Philip McDonald, senior sports lecturer at Leeds Trinity University, believes any “legacy benefits” from Yorkshire’s hosting of the Grand Depart have been undermined by the decision to charge fans.
“The price range is not likely to be affordable for many of those the event is supposed to ‘inspire.’ The traditional format allowed young fans to get up close to the riders and see them in the flesh. This attempt to produce a spectacular event is no doubt well intended but in my view will actually make the teams more remote,” McDonald said.
Andrew Denton, spokesman for the Yorkshire Grand Depart organizers, says the team presentation is “not-for-profit” and had been organized “with the blessing of the Amaury Sport Organisation” (ASO), the owners of the Tour.
“Yes we have public spaces [in Leeds], but we also have the best new entertainment venue in the world and when we discussed our ideas with ASO and got their approval we pressed ahead with our plans to add a new chapter to the history of the Tour,” Denton said. “This is a new world for cycling, its popularity is at record levels, and we are unapologetic for trying to celebrate that popularity with a not-for-profit event that raises the bar for everyone involved, including the fans.”
This “raising of the bar” is to include performances from Yorkshire artists, including Britpop veterans Embrace and Girls Aloud singer Kimberley Walsh.

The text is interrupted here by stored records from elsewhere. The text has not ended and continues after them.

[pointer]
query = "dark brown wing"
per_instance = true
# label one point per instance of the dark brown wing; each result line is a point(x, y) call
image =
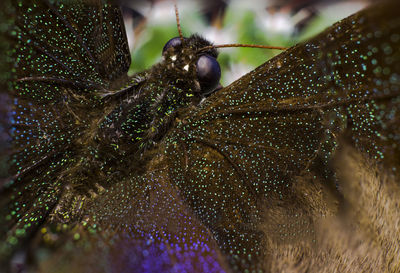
point(61, 54)
point(250, 141)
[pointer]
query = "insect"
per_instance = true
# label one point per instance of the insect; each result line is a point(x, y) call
point(159, 173)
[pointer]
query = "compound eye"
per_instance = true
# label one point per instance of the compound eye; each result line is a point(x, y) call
point(172, 43)
point(208, 73)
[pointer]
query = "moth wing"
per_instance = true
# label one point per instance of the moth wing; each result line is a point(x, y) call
point(244, 147)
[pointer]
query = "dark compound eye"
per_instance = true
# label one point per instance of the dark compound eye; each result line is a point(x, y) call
point(208, 73)
point(172, 43)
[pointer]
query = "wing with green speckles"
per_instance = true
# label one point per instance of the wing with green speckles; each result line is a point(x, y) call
point(60, 55)
point(236, 182)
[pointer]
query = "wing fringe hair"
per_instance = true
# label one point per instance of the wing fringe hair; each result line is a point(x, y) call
point(362, 237)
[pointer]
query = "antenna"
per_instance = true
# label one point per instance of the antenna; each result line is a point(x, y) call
point(178, 23)
point(243, 45)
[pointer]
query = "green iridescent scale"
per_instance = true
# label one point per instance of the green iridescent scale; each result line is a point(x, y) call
point(110, 173)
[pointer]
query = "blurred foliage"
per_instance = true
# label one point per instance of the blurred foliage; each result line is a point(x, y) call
point(237, 25)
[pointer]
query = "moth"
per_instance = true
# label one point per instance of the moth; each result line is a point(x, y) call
point(293, 167)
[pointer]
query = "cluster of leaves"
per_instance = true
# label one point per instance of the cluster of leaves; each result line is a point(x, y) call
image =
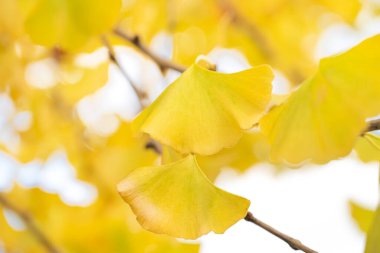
point(204, 121)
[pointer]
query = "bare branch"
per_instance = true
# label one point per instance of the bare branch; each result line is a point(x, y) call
point(135, 40)
point(373, 125)
point(293, 243)
point(30, 224)
point(251, 29)
point(112, 56)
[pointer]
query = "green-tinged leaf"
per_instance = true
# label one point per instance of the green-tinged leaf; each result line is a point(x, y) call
point(204, 111)
point(323, 118)
point(362, 216)
point(368, 147)
point(373, 236)
point(177, 199)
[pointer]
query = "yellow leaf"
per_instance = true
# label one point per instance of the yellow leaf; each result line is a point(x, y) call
point(373, 242)
point(323, 118)
point(368, 147)
point(70, 23)
point(362, 216)
point(177, 199)
point(204, 111)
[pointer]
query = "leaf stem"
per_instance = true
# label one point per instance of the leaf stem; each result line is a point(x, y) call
point(30, 224)
point(293, 243)
point(135, 40)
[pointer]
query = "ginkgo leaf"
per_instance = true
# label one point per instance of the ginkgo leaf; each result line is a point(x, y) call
point(70, 23)
point(362, 216)
point(368, 147)
point(204, 111)
point(323, 118)
point(177, 199)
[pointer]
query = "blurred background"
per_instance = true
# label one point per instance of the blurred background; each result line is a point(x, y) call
point(65, 108)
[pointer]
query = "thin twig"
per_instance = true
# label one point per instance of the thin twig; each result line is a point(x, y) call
point(30, 224)
point(293, 243)
point(250, 28)
point(135, 40)
point(113, 58)
point(373, 125)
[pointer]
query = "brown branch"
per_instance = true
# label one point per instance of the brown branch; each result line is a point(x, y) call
point(30, 224)
point(112, 56)
point(293, 243)
point(135, 40)
point(249, 28)
point(373, 125)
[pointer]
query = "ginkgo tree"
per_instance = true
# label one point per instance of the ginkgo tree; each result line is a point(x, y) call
point(164, 160)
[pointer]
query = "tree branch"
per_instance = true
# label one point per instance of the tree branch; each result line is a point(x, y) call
point(293, 243)
point(250, 29)
point(112, 56)
point(373, 125)
point(135, 40)
point(30, 224)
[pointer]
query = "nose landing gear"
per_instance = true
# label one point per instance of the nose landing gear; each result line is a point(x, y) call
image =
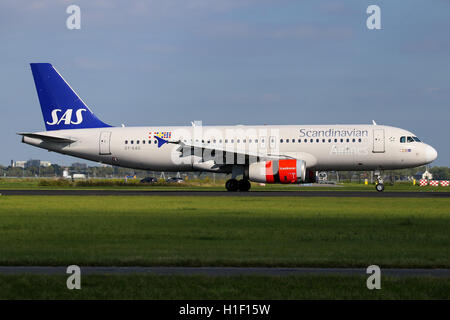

The “not-for-profit” line strikes me as disingenuous. Total investment for the Grand Depart — which is to see two stages in Yorkshire and a third finish in London — will amount to about £27 million, a BBC report said. However, when the Tour started in London in 2007 and included two stages, it brought in an estimated £88 million to the local economy. Other cities hosting the Grand Depart have reported similar returns on their investments over the years. And, with the exception of 2011, they achieved that without having to charge fans to attend the Tour’s traditional curtain-raiser.
Some fans have described Yorkshire’s decision as the thin end of the wedge. I would argue that it is nearer to the fat end. For me, the thin end of the wedge came two years ago during the London Olympics, when organizers charged fans up to £15 to stand on the side of the road to watch the road race go up Box Hill in Surrey.
Their argument was that it was to cover the cost of an environmental impact survey. Yet, with the greatest respect to the straw belle moths and brown hairstreak butterflies of Box Hill, the indigenous wildlife of various national parks in the Alps, Pyrenees and Dolomites has remained largely undisturbed by the annual incursion of thousands of fans during the tours of France, Spain and Italy (As turned out to be the case at Box Hill).
My fear is that Yorkshire’s Grand Depart could leave behind an unintended legacy — that of a once egalitarian, easily accessible sport being turned into a shameless money-spinner. Am I alone in thinking the next step could be turnstiles on the Tour of Britain?